# ambrosia maple cutting board



## brown down (Mar 2, 2010)

I got a great deal on a 9' board of ambrosia maple. I haven't figured out how i will seal the holes that the ambrosia beetle made.


----------



## TexasTimbers (Oct 17, 2006)

Looks great. How 'bout injecting them with black epoxy using a big vet needle, leave the epoxy just a hair proud of the hole, then sand? 




.


----------



## brown down (Mar 2, 2010)

thats something woodcraft would carry, needle and all? thats what i was thinking but didn't know where i could get the needle!!


----------



## TexasTimbers (Oct 17, 2006)

brown down said:


> . . . thats what i was thinking but didn't know where i could get the needle!!


Any farm and ranch center will carry veterinarian supplies for those of us who can do most of our own shots and what-nots for our pets and livestock.
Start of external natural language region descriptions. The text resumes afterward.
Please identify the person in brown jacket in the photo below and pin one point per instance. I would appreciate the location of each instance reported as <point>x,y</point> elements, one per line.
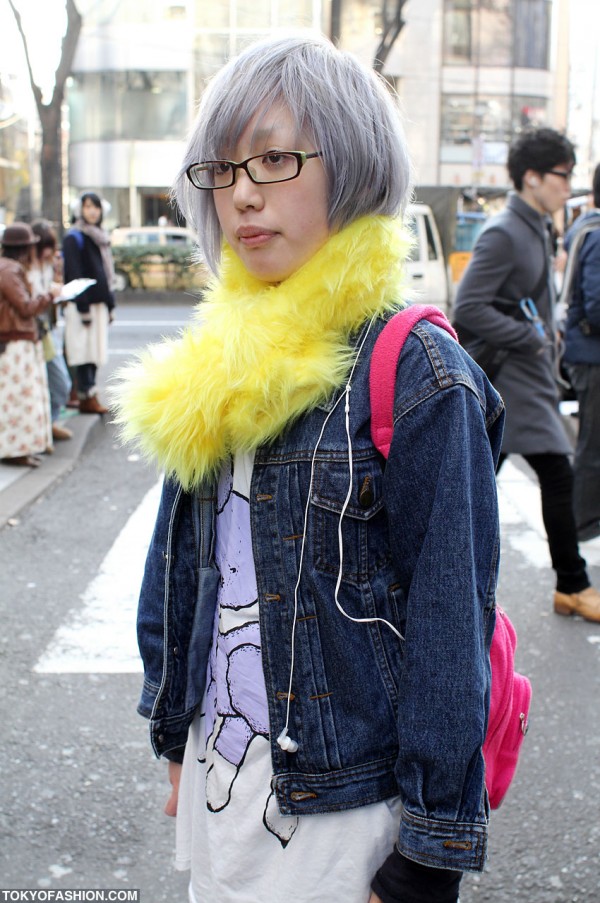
<point>25,426</point>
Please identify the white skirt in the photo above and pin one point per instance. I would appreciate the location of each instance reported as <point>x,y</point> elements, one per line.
<point>25,426</point>
<point>86,344</point>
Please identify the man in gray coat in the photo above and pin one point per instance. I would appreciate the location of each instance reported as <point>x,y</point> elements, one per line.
<point>504,313</point>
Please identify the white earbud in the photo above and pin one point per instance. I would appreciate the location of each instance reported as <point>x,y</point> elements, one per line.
<point>286,743</point>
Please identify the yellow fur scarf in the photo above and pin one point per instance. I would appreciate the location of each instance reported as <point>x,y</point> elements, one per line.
<point>257,356</point>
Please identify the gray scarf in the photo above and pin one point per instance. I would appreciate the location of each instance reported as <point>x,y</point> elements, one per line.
<point>101,238</point>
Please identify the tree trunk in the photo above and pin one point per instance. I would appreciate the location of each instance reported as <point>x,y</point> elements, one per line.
<point>392,24</point>
<point>50,114</point>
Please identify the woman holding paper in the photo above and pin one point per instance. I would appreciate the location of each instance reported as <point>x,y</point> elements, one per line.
<point>44,278</point>
<point>25,428</point>
<point>87,254</point>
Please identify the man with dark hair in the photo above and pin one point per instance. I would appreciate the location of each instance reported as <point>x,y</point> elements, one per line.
<point>582,360</point>
<point>505,314</point>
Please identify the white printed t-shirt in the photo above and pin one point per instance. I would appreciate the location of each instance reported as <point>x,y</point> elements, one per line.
<point>229,830</point>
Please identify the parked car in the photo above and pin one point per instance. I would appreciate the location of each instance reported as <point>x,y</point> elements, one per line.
<point>429,281</point>
<point>158,258</point>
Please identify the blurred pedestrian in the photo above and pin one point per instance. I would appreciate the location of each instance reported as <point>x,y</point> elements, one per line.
<point>43,278</point>
<point>506,302</point>
<point>25,426</point>
<point>315,626</point>
<point>582,360</point>
<point>87,254</point>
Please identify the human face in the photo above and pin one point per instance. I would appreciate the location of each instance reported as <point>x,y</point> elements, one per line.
<point>274,228</point>
<point>547,192</point>
<point>90,213</point>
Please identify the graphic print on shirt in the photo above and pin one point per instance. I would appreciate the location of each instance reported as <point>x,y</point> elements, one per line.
<point>236,710</point>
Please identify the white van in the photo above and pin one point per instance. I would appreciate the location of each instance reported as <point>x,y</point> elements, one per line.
<point>429,277</point>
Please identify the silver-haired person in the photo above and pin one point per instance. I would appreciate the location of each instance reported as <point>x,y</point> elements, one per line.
<point>314,620</point>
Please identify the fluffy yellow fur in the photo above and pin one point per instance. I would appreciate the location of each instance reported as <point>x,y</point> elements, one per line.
<point>257,356</point>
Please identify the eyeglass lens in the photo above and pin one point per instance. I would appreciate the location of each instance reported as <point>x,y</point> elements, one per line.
<point>274,167</point>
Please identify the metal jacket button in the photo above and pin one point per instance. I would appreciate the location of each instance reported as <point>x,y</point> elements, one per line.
<point>366,496</point>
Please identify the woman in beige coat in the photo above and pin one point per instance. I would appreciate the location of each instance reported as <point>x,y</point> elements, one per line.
<point>25,426</point>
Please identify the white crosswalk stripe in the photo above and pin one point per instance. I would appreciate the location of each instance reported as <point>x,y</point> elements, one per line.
<point>100,637</point>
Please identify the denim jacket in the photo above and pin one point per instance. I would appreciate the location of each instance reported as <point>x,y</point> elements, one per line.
<point>374,716</point>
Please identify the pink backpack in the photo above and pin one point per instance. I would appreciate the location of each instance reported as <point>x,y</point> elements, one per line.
<point>510,692</point>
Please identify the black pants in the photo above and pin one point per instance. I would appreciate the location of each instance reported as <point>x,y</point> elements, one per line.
<point>86,380</point>
<point>555,476</point>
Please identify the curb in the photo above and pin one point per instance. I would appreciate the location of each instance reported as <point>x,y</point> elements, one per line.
<point>23,486</point>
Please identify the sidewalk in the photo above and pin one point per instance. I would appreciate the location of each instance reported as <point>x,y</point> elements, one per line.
<point>21,486</point>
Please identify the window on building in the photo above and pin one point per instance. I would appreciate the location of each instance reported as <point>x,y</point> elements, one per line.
<point>126,106</point>
<point>529,112</point>
<point>458,31</point>
<point>532,37</point>
<point>497,33</point>
<point>475,130</point>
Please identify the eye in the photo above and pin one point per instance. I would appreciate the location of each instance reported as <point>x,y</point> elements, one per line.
<point>275,159</point>
<point>221,168</point>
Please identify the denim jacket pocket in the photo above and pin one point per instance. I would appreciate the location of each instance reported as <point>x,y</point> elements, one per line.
<point>364,523</point>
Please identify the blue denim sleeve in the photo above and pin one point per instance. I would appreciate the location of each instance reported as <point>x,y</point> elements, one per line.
<point>443,515</point>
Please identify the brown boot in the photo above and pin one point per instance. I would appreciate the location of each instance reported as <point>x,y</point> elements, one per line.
<point>585,603</point>
<point>60,433</point>
<point>91,405</point>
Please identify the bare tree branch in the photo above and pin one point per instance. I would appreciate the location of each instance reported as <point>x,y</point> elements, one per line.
<point>50,113</point>
<point>392,24</point>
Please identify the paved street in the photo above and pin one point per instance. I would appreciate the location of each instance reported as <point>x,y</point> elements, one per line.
<point>81,793</point>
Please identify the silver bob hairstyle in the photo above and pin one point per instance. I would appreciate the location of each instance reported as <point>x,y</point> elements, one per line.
<point>345,109</point>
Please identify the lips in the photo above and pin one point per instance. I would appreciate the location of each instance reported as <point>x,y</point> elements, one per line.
<point>253,236</point>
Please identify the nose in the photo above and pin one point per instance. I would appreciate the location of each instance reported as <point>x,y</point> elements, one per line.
<point>246,193</point>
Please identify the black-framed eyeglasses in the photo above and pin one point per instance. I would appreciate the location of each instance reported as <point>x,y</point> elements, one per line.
<point>262,169</point>
<point>567,176</point>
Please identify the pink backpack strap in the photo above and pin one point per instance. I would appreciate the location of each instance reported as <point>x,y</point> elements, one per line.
<point>384,363</point>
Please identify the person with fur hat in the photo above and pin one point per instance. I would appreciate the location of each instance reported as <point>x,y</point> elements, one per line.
<point>315,622</point>
<point>25,426</point>
<point>87,254</point>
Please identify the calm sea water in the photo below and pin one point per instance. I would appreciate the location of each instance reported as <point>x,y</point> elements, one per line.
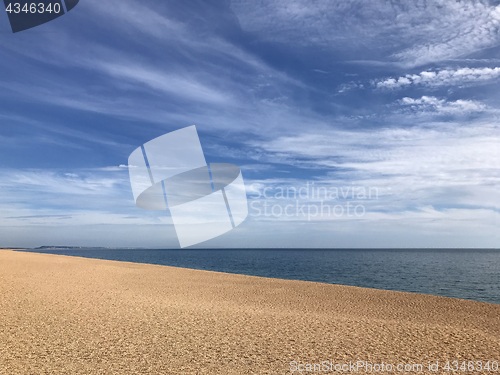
<point>466,274</point>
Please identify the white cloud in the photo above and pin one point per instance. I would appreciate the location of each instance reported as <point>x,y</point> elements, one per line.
<point>444,77</point>
<point>441,163</point>
<point>413,33</point>
<point>442,106</point>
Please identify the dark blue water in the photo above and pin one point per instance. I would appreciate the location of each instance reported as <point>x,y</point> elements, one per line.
<point>466,274</point>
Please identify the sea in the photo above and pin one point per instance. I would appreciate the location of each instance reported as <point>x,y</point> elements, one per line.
<point>472,274</point>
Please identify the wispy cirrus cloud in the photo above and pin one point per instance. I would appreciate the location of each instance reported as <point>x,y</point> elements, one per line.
<point>412,33</point>
<point>444,77</point>
<point>443,106</point>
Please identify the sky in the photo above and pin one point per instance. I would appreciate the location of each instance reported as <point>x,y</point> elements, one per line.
<point>390,109</point>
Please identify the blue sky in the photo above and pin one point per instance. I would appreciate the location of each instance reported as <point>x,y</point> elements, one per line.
<point>346,94</point>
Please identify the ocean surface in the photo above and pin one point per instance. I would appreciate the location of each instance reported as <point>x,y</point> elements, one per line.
<point>458,273</point>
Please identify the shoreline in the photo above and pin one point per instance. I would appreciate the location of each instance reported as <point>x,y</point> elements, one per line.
<point>82,315</point>
<point>412,291</point>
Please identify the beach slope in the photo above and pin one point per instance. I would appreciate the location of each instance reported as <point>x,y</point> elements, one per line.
<point>67,315</point>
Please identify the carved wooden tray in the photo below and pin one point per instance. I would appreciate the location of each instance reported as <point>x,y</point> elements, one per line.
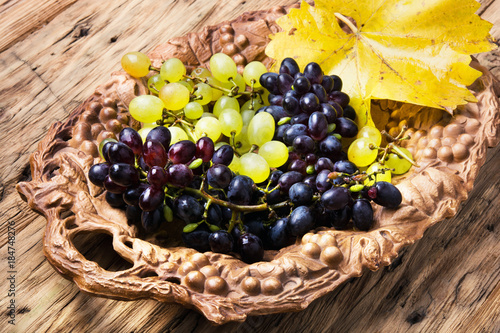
<point>449,150</point>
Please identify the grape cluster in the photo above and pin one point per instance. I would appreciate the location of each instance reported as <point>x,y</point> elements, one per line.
<point>242,178</point>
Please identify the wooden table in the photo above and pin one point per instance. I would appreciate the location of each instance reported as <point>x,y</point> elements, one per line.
<point>53,54</point>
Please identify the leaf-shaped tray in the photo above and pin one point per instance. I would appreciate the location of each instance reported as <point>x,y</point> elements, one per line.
<point>450,151</point>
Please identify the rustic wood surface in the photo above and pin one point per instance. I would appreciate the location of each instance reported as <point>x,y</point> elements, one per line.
<point>53,54</point>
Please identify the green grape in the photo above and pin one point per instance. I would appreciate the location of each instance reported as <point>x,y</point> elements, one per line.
<point>385,176</point>
<point>204,91</point>
<point>223,67</point>
<point>103,142</point>
<point>155,83</point>
<point>146,108</point>
<point>253,71</point>
<point>177,134</point>
<point>261,129</point>
<point>371,133</point>
<point>208,126</point>
<point>225,102</point>
<point>172,70</point>
<point>275,153</point>
<point>136,64</point>
<point>254,166</point>
<point>193,110</point>
<point>400,165</point>
<point>359,152</point>
<point>230,122</point>
<point>174,95</point>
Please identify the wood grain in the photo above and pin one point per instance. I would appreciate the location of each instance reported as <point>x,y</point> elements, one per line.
<point>449,281</point>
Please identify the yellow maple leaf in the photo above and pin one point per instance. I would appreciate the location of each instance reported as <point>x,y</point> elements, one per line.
<point>411,51</point>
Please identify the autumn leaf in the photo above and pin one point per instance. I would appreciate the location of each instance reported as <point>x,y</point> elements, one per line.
<point>411,51</point>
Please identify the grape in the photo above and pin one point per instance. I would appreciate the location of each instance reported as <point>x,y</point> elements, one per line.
<point>136,64</point>
<point>146,108</point>
<point>172,70</point>
<point>387,195</point>
<point>231,122</point>
<point>240,190</point>
<point>193,110</point>
<point>261,129</point>
<point>362,214</point>
<point>131,138</point>
<point>114,200</point>
<point>161,134</point>
<point>301,221</point>
<point>188,209</point>
<point>219,176</point>
<point>254,166</point>
<point>275,153</point>
<point>123,174</point>
<point>179,175</point>
<point>252,73</point>
<point>208,126</point>
<point>359,152</point>
<point>121,153</point>
<point>98,173</point>
<point>300,194</point>
<point>250,248</point>
<point>221,242</point>
<point>335,198</point>
<point>318,126</point>
<point>223,67</point>
<point>154,154</point>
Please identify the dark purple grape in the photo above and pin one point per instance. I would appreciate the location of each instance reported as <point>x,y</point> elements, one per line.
<point>151,198</point>
<point>112,187</point>
<point>188,209</point>
<point>219,176</point>
<point>205,149</point>
<point>336,198</point>
<point>362,214</point>
<point>313,72</point>
<point>289,66</point>
<point>157,176</point>
<point>131,138</point>
<point>300,194</point>
<point>182,152</point>
<point>303,144</point>
<point>121,153</point>
<point>221,242</point>
<point>318,126</point>
<point>251,248</point>
<point>284,82</point>
<point>179,175</point>
<point>154,154</point>
<point>224,155</point>
<point>345,166</point>
<point>288,179</point>
<point>388,195</point>
<point>240,190</point>
<point>322,183</point>
<point>270,82</point>
<point>98,173</point>
<point>339,97</point>
<point>323,163</point>
<point>132,194</point>
<point>301,85</point>
<point>114,200</point>
<point>346,127</point>
<point>309,103</point>
<point>301,221</point>
<point>160,134</point>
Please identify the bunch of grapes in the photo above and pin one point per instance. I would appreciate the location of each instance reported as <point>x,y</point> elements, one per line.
<point>243,174</point>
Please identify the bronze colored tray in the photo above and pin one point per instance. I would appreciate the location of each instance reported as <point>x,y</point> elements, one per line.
<point>449,150</point>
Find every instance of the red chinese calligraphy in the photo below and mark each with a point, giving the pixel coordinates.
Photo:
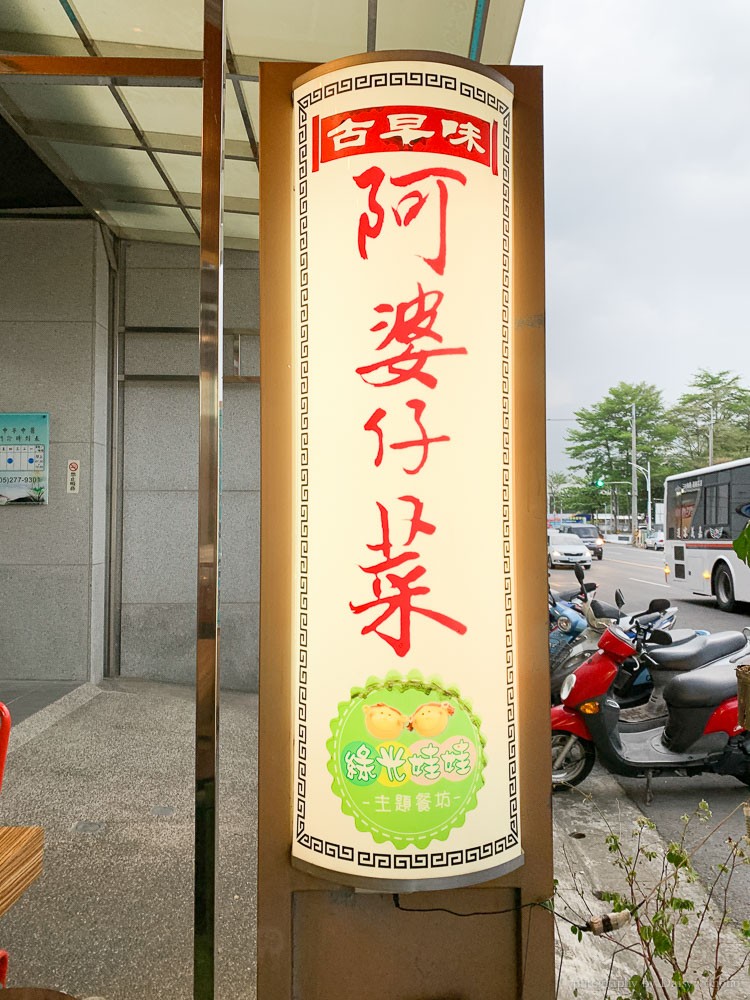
(399, 602)
(349, 133)
(423, 442)
(413, 320)
(408, 207)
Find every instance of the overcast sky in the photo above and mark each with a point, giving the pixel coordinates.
(647, 164)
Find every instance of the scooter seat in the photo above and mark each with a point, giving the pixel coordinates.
(701, 650)
(702, 688)
(679, 637)
(570, 595)
(601, 610)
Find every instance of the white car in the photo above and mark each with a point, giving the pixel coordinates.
(564, 549)
(655, 540)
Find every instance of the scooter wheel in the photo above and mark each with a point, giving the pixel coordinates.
(572, 758)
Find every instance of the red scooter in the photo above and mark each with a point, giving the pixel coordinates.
(701, 734)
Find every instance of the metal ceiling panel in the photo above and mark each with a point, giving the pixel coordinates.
(37, 17)
(153, 218)
(423, 24)
(97, 165)
(500, 34)
(240, 176)
(308, 30)
(168, 24)
(61, 103)
(130, 153)
(178, 110)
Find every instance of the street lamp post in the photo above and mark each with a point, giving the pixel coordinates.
(633, 478)
(647, 473)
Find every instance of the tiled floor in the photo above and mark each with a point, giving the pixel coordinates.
(23, 698)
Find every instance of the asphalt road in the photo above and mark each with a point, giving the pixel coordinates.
(639, 574)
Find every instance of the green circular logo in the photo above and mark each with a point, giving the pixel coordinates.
(407, 759)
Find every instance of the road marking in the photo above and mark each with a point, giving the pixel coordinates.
(625, 562)
(649, 582)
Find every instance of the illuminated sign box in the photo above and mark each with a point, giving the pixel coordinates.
(405, 760)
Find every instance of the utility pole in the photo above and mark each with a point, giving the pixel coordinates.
(634, 477)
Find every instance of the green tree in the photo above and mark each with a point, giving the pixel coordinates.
(718, 405)
(572, 494)
(600, 444)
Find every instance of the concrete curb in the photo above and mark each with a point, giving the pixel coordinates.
(582, 818)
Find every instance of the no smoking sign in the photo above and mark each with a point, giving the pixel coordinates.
(74, 469)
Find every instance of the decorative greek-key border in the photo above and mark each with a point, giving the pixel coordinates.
(381, 860)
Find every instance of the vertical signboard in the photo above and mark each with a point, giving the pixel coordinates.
(24, 458)
(405, 762)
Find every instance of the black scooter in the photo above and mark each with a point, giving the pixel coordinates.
(701, 733)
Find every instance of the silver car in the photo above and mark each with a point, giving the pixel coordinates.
(564, 549)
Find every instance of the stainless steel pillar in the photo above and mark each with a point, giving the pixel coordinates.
(210, 338)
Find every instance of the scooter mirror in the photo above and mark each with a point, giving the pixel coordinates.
(660, 637)
(658, 604)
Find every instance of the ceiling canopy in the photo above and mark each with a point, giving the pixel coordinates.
(131, 154)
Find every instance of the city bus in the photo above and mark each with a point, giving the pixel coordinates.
(706, 509)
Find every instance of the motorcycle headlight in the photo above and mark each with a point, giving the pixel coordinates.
(567, 686)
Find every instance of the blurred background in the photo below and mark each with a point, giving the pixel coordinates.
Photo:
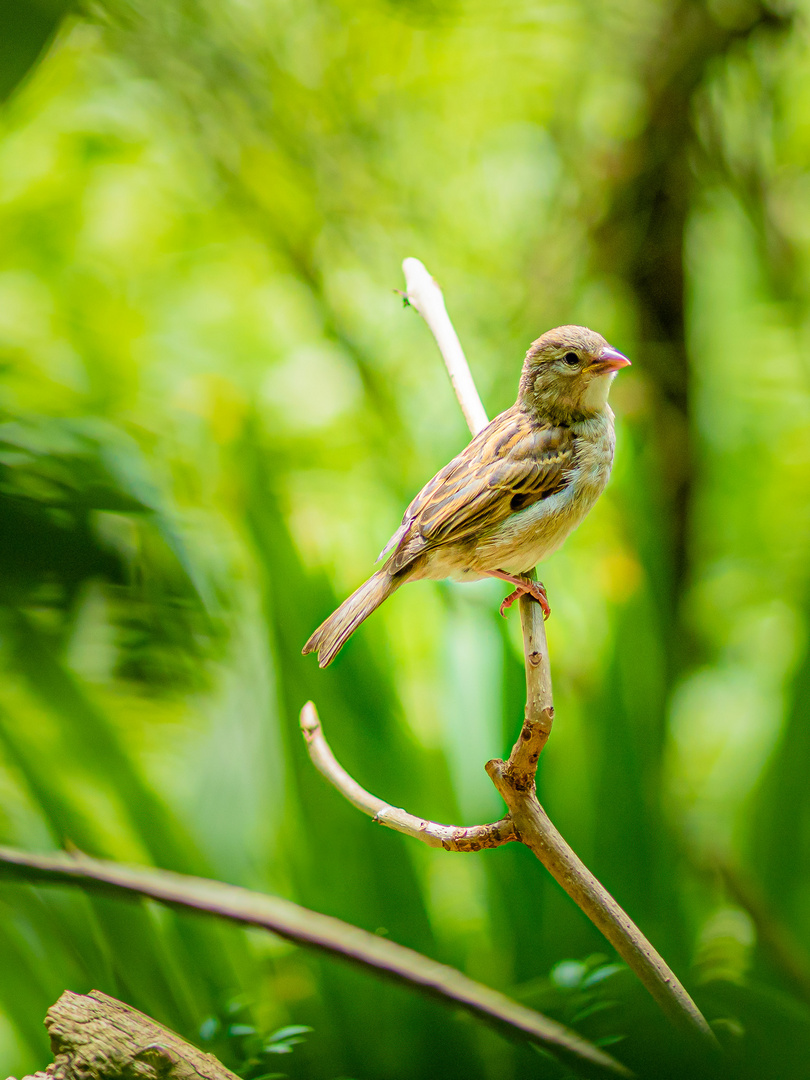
(213, 412)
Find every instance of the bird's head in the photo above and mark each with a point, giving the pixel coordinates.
(567, 374)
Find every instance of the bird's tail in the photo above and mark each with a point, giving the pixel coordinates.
(331, 636)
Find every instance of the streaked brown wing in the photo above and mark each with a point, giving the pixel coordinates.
(510, 464)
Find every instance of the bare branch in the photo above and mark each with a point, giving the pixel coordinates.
(426, 296)
(449, 837)
(315, 931)
(538, 833)
(515, 779)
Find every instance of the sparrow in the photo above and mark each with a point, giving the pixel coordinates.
(512, 496)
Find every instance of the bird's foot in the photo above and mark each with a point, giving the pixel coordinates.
(525, 586)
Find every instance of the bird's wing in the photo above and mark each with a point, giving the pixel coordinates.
(513, 462)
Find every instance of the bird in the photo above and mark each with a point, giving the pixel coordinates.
(513, 495)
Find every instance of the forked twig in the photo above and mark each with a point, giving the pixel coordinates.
(514, 779)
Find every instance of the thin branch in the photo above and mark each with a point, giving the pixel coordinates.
(515, 779)
(423, 294)
(449, 837)
(315, 931)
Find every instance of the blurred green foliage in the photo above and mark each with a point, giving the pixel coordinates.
(213, 408)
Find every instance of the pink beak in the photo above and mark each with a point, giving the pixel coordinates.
(610, 360)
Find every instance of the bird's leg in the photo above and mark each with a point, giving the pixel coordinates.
(523, 586)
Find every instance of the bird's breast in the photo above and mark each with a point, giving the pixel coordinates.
(531, 535)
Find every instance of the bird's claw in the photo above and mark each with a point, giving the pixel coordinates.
(534, 589)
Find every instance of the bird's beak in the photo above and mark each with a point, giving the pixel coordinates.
(609, 360)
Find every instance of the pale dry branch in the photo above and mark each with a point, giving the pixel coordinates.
(449, 837)
(314, 931)
(423, 294)
(515, 779)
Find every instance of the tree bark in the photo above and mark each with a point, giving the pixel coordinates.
(94, 1037)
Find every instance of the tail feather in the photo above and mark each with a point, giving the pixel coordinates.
(331, 636)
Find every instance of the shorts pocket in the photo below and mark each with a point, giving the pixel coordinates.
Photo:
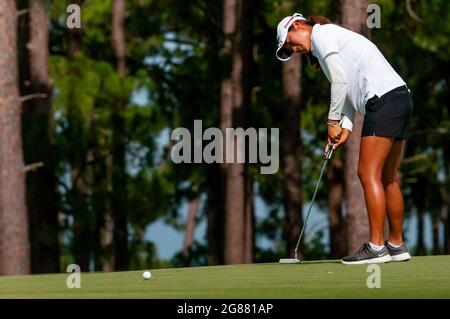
(372, 105)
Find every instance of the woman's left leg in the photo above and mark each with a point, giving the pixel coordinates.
(373, 154)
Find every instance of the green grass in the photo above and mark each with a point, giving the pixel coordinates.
(423, 277)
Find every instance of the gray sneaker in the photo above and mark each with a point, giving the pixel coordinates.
(366, 255)
(398, 254)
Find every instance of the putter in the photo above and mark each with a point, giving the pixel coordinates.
(295, 260)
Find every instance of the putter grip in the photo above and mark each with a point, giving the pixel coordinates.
(329, 151)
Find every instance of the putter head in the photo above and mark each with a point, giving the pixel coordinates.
(289, 261)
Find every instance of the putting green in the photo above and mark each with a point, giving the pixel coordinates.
(423, 277)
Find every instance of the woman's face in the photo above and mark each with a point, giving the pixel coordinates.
(298, 39)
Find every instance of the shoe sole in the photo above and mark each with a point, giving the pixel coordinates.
(401, 257)
(378, 260)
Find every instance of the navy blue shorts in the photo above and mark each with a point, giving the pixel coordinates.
(389, 115)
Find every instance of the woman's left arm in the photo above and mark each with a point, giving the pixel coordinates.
(338, 79)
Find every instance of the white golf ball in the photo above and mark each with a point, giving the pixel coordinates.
(147, 275)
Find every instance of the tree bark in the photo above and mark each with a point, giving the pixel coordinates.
(14, 240)
(74, 38)
(354, 17)
(190, 226)
(37, 127)
(249, 236)
(119, 179)
(446, 201)
(291, 146)
(335, 177)
(435, 228)
(420, 231)
(234, 101)
(216, 215)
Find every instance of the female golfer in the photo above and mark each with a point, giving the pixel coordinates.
(361, 80)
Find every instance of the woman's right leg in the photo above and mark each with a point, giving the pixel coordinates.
(393, 194)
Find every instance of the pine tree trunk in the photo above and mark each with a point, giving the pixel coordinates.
(335, 178)
(216, 214)
(14, 240)
(81, 226)
(354, 17)
(121, 257)
(37, 127)
(435, 228)
(234, 101)
(190, 226)
(291, 146)
(249, 236)
(446, 202)
(420, 231)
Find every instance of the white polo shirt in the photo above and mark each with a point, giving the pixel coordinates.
(355, 68)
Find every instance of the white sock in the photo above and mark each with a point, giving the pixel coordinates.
(395, 246)
(375, 247)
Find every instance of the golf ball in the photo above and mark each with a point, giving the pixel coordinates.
(147, 275)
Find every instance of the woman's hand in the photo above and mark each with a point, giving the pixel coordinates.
(334, 132)
(345, 134)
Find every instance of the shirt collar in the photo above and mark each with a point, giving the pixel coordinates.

You don't really need a hypo for it but unless you use one, you'll have a hard time getting enough in the hole in order to be thick enough to stand up to hacking and slicing and chopping. 

Not knocking your decision to use that species long grain, but Ambrosia Maple is pretty soft and won't take much abuse that way. End grain is best but unless you have a lot of streaks I realize it can look better long grain instead of end. 





.


----------